Towards enhanced protection and conservation
The aggravating challenges cannot be resolved with routine measures and minimum intervention, and least of all, with insouciance. The crux of the issue departs from the situation in other source countries which aims at regulating harvesting and promoting responsible tapping methods. In Hong Kong, the objective is the pure form of nature conservation, which means zero harvest and exclusion of theft. To prevent further depletion of the valuable biotic resource, 26 actions have been proposed based on the above findings. They have been characterized under statutory, administrative, and scientific action-type tripartite, and Hong Kong, mainland-China, and international territorial-scope tripartite. Furthermore, they have been categorized according to priority and implementability (Table 5):

Agarwood theft in Hong Kong presents a host of anomalies. It involves a special administrative region of China with inherently different social, economic and political traits in comparison with its mainland parent. Hong Kong has established the administrative and legal infrastructure to implement a successful program of nature conservation. In conjunction with public education and community-wide support, natural resources including wildlife have been protected. Fundamental changes in the socioeconomic profile and outlook have almost completely abandoned primary production. For some decades, the forests have lost their economic roles and mainly serve conservation and amenity objectives. The extensive protected area system, historical cultivation of A. sinensis, and protection of fengshui woodlands associated with villages have jointly guarded the local forests against intrusion and degradation.

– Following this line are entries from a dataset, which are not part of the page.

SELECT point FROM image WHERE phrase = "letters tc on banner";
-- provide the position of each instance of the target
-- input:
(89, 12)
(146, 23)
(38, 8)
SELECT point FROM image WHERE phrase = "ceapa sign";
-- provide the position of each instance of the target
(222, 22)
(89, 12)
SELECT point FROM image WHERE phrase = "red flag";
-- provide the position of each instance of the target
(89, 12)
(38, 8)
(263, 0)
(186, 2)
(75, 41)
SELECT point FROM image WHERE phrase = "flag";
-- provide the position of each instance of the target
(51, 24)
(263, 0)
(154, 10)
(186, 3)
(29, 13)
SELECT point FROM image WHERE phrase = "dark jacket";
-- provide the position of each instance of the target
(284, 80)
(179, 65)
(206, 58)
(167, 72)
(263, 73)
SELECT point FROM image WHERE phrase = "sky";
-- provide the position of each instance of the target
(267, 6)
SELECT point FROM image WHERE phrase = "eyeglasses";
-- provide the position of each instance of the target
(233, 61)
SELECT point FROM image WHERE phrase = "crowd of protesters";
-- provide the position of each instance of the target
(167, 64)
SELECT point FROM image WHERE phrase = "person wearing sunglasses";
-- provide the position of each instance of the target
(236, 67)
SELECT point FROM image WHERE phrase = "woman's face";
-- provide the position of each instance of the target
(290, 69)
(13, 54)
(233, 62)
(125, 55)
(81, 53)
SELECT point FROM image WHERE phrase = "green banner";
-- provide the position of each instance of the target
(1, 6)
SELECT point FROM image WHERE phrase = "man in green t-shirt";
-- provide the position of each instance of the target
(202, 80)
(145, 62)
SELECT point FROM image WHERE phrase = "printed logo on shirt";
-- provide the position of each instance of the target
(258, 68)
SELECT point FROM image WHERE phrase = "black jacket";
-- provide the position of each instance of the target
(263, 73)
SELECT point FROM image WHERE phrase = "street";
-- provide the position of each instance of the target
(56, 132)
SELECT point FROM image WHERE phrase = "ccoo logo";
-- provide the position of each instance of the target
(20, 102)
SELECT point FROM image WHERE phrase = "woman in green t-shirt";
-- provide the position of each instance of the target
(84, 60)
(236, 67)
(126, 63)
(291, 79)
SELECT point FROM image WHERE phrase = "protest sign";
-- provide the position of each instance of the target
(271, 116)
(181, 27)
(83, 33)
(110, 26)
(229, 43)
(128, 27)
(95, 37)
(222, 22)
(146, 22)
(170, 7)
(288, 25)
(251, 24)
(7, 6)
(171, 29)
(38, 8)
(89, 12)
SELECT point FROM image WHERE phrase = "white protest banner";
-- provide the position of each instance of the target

Thus the local countryside has maintained a healthy population of the species in comparison with forests in south China, where it has been hunted down to the threatened status. Continued planting of the species in afforestation program in Hong Kong, with recent focus on native species, has helped to sustain its population. Despite the presence of some large century-old trees, and increasing value of agarwood, theft by locals has hardly happened. The potential to yield precious agarwood, however, has attracted the attention of some criminal elements across the border in mainland China. Juxtaposition of the two domains separated by a largely porous border has facilitated people-cum-material movements and induced cross-border crimes (Lo, 2010).
With near-exhaustion of supply from the wild populations in mainland China where it has been designated as protected species, the theft has found an alternative, conveniently-located and easily-accessed stock in Hong Kong. It has literally spilled into the Hong Kong hinterland due to the pull of a relatively undisturbed tree pool. The operational spheres of the theft syndicates have expanded through the highly permeable border. The large amount of agarwood imports and re-exports in the legal-trade stream (Table 4) through Hong Kong involves products originated mainly in Southeast Asian countries, whereupon a good proportion is re-exported to mainland China, Taiwan, South Korea and Japan. The agarwood theft in Hong Kong, on the other hand, yields products that are smuggled into mainland China, where the loot in the black market would be “cleansed” to become legitimate commodities for sale within and outside the country.